Senator Dole, the Republicans' likeliest presidential nominee, was being savaged by agents of various other Republican candidates for cutting a poor figure on television.

President Clinton, having performed well in a television event before Congress, was being hailed as the shrewdest politician since Franklin Pierce. Why? He had put on a good show without committing himself in the slightest to what President Bush called ``the vision thing.''

(No letters, please, arguing that Franklin Pierce was no political wizard. Anybody who could parlay Pierce's qualifications into four years as president must have had pure political genius.)
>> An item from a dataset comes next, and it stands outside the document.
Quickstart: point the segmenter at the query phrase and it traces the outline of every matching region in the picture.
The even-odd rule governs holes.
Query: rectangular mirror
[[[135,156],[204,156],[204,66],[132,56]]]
Most of this stuff must have seemed minimally interesting if not downright boring to the vast audience beyond Washington. What's striking is what a tiny, enclosed, isolated world America must seem to the majority who say they get most of their news from television.

Washington has become the navel of an American news industry dominated by television. When the news deals extensively with a president's television skills and the lack of same in an important politician like Bob Dole, what we have is a navel contemplating itself.

Why this bondage to Washington news? It is probably because television's cost cutters have done away with many of the networks' old news bureaus.

As a result when a story breaks that's too big to be ignored, TV reaches into its Washington bureau for a top-drawer reporter, like James Wooten of ABC, who can handle more than the daily Washington humdrum.

Someone will say, as some tiresome someone always says: ``This is the future, Buster. You might as well get used to it.''

To which I reply with the closing line of a poem by e.e. cummings:

``listen: there's a hell of a good universe next door; let's go.''

This universe includes people and countries we have never heard of, like King Moshoeshoe II of Lesotho. What a clever man he must have been.

In Lesotho's high green mountains (quoting McNeil again), it rains and rains, and the mountains are full of water for which South African farmers on parched lands below are desperate. Lesotho stays independent and earns millions selling its water to the bottom of the mountains.

Bet you didn't know that. It's just one of the things, believe it or not, going on in the wonderfully wide rest of the world. Lot more interesting than the same old malarkey about some Washington politician's television style, isn't it?